Still, the deal on sugar may not give major traction to the broader agreement, according to Arianto Patunru, an economics fellow at the Australian National University. “Sugar is easy to deal with, it’s a low-hanging fruit.”
"Indonesia’s approach to trade agreements is quite different to the approach taken by Australia,” Patunru said. “Indonesia, usually, and Asean countries, they try to multilateralise their agreements, and they’re not really heavy on bilateral.”
Indonesian Trade Minister Enggartiasto Lukita said, “[The frequent contact with Ciobo shows] how willing we are to bring our trade and investment relations to the next level.” He cited agricultural supply chains, education and tourism as sectors on the agenda.
‘Close Neighbours’
“I do not believe that this is a zero-sum game,” Lukita said last week at a business dinner in Jakarta. “This is about developing a future partnership between friends, between two close neighbours, the two largest economies in South-East Asia.”
The sugar deal was struck under the auspices of an existing deal between Asean, Australia and New Zealand. It will come into effect by the end of the year, according to a spokesman for Agriculture Minister Barnaby Joyce.
The higher tariffs had seen sugar exports to Indonesia slump to 300,000 tonnes a year, from 1.25 million tonnes before Indonesia cut the tariff for Thailand in 2015, according to Warren Males, head economist at Canegrowers, Australia’s chief sugar lobby.
The industry is relatively small, but highly dependent on exports. Australia is expected to export four million tonnes this year, making it the world’s third-largest sugar exporter, according to the US Department of Agriculture.
Live Cattle
"We’ve got good relationships with Indonesia’s refineries," Males said. "It’s really been the tariff that’s caused the decline in Australian trade."
In Jakarta, Turnbull talked up the prospects for the broader trade deal.
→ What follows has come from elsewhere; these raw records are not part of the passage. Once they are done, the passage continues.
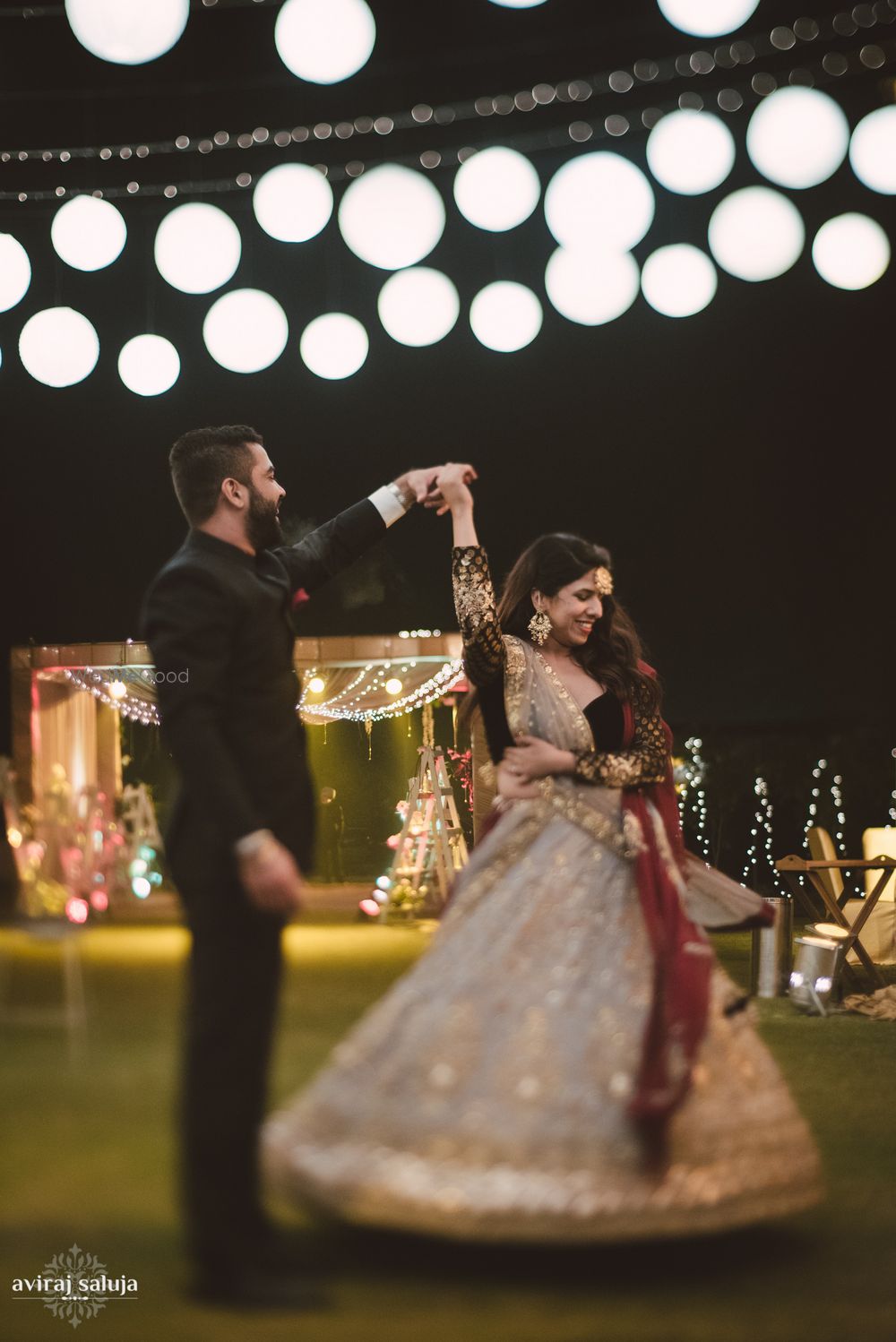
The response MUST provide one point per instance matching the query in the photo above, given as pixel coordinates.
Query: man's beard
(262, 523)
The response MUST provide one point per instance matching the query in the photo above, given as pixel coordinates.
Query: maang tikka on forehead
(602, 581)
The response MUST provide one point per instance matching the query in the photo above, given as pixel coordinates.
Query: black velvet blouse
(604, 717)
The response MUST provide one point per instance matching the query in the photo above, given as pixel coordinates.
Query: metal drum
(771, 951)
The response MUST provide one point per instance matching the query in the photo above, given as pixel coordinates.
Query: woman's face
(572, 611)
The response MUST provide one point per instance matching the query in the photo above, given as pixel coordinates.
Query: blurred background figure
(331, 830)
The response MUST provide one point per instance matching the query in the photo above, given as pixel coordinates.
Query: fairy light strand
(762, 835)
(610, 128)
(618, 82)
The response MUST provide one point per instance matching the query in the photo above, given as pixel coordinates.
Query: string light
(694, 794)
(426, 693)
(762, 835)
(639, 120)
(113, 693)
(698, 64)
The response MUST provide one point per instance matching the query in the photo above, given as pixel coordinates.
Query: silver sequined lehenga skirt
(485, 1097)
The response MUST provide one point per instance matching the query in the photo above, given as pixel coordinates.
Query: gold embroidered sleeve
(642, 762)
(477, 615)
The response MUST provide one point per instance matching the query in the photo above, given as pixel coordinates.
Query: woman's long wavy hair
(613, 647)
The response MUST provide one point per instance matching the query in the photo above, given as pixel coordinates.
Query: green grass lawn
(88, 1157)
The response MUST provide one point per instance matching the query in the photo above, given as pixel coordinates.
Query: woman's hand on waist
(534, 759)
(512, 787)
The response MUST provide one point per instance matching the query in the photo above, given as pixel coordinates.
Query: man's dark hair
(202, 460)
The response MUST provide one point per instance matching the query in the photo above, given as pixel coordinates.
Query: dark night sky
(737, 463)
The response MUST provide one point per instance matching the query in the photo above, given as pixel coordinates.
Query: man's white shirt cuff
(386, 504)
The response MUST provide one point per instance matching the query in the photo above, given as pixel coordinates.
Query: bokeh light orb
(334, 345)
(872, 151)
(589, 285)
(690, 152)
(850, 251)
(506, 315)
(755, 234)
(679, 280)
(707, 18)
(797, 137)
(127, 32)
(148, 366)
(88, 232)
(246, 331)
(293, 202)
(599, 199)
(15, 271)
(197, 247)
(392, 216)
(496, 189)
(325, 40)
(418, 306)
(59, 347)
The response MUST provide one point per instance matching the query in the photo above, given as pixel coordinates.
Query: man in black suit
(218, 620)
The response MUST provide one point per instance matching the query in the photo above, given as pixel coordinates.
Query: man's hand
(271, 878)
(534, 759)
(512, 788)
(423, 485)
(452, 487)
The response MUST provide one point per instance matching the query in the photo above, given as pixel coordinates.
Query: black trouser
(232, 991)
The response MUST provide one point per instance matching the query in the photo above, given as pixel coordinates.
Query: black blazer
(219, 624)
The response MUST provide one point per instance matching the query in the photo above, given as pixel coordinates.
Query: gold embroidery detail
(625, 840)
(477, 614)
(642, 764)
(514, 673)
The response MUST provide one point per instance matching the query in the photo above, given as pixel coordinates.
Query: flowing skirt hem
(506, 1205)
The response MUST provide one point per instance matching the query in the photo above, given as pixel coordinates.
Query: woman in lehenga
(567, 1062)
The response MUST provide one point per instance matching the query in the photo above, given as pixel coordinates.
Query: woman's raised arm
(474, 590)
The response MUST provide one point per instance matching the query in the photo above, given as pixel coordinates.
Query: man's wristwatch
(405, 497)
(251, 844)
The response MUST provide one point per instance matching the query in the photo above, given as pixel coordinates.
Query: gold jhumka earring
(539, 627)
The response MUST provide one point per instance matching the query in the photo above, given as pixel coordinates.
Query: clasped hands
(526, 762)
(426, 484)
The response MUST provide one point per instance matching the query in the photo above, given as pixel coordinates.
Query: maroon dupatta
(682, 964)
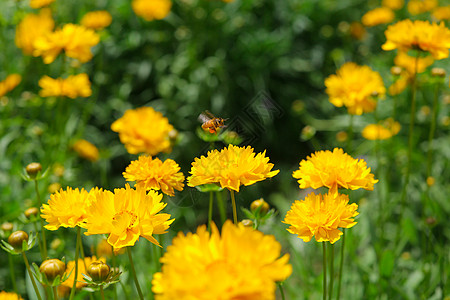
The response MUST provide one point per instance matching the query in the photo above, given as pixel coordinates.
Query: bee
(210, 122)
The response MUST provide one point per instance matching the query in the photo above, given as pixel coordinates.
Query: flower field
(224, 149)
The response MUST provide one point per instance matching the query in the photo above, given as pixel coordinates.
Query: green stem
(133, 271)
(330, 290)
(210, 210)
(324, 270)
(102, 293)
(31, 276)
(44, 242)
(341, 264)
(77, 249)
(410, 147)
(13, 275)
(222, 207)
(280, 286)
(233, 203)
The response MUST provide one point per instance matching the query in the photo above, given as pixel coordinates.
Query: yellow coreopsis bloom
(242, 263)
(31, 28)
(40, 3)
(153, 174)
(96, 19)
(334, 170)
(73, 86)
(421, 35)
(126, 215)
(393, 4)
(10, 82)
(144, 130)
(151, 10)
(380, 15)
(67, 208)
(416, 7)
(231, 167)
(383, 131)
(355, 87)
(9, 296)
(86, 150)
(75, 40)
(442, 13)
(82, 264)
(321, 216)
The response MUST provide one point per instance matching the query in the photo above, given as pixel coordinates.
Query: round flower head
(96, 19)
(9, 296)
(75, 40)
(31, 28)
(144, 130)
(151, 10)
(382, 131)
(82, 264)
(153, 174)
(354, 87)
(74, 86)
(231, 167)
(377, 16)
(321, 216)
(126, 215)
(10, 82)
(421, 35)
(241, 264)
(334, 170)
(86, 150)
(67, 208)
(40, 3)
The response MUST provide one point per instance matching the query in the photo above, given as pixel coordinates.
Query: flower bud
(261, 204)
(33, 169)
(16, 238)
(7, 226)
(98, 271)
(31, 212)
(437, 72)
(247, 223)
(52, 268)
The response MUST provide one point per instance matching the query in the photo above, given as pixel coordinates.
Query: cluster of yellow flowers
(322, 215)
(10, 82)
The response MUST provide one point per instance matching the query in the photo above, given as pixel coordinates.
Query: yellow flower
(67, 208)
(242, 263)
(96, 19)
(421, 35)
(382, 131)
(355, 87)
(442, 13)
(416, 7)
(380, 15)
(153, 174)
(393, 4)
(231, 167)
(126, 215)
(409, 63)
(74, 86)
(321, 216)
(31, 28)
(9, 296)
(82, 264)
(86, 150)
(75, 40)
(152, 10)
(143, 130)
(40, 3)
(10, 82)
(334, 170)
He said that Widodo, known as Jokowi, is “enthusiastic” about ties and strengthening the prospects for a pact.
While Australia has agreed to eliminate tariffs on pesticides and herbicides coming from Indonesian suppliers, Turnbull singled out the agreement on sugar as well, and new rules that would enable more live cattle exports from Australia are evidence that Jokowi “understands that trade means jobs”.
“He is pushing back against the tide of populist protectionism that you see swirling around the world at the moment, and he knows that protectionism is not an answer. It’s a dead end,” Turnbull said at the Jakarta business dinner.
The neighbours are also seeking progress on a 16-nation pact led by South-East Asia and backed by China, while Australia is hoping to revive the Trans-Pacific Partnership. The TPP, which does not include China, was thrown into disarray after President Donald Trump abandoned the deal, seen as a key plank of US engagement in Asia.
Chile Meeting
Ciobo will be in Chile this week for a meeting of remaining TPP countries. China has been invited.
The Chile gathering comes amid concerns about the direction of US trade policy under Trump, who has threatened a trade war with China and attacked the World Trade Organisation.
“We’ll be having the meeting in the context of still having some questions about US trade policy, which, in due course, will be made more clear,” Ciobo said. “We’re buoyed by China’s desire to continue engaging in and around trade, so they’ll be an important voice at the Chile meeting.”
Despite the setbacks around the TPP, Ciobo said that he did not view it as a race between competing deals. China is championing the separate Regional Comprehensive Economic Partnership.
“We can walk and chew gum at the same time,” Ciobo said. "They are all part of the landscape that is global trade. If we turn our backs on trade, we turn our backs on economic prosperity and on jobs.”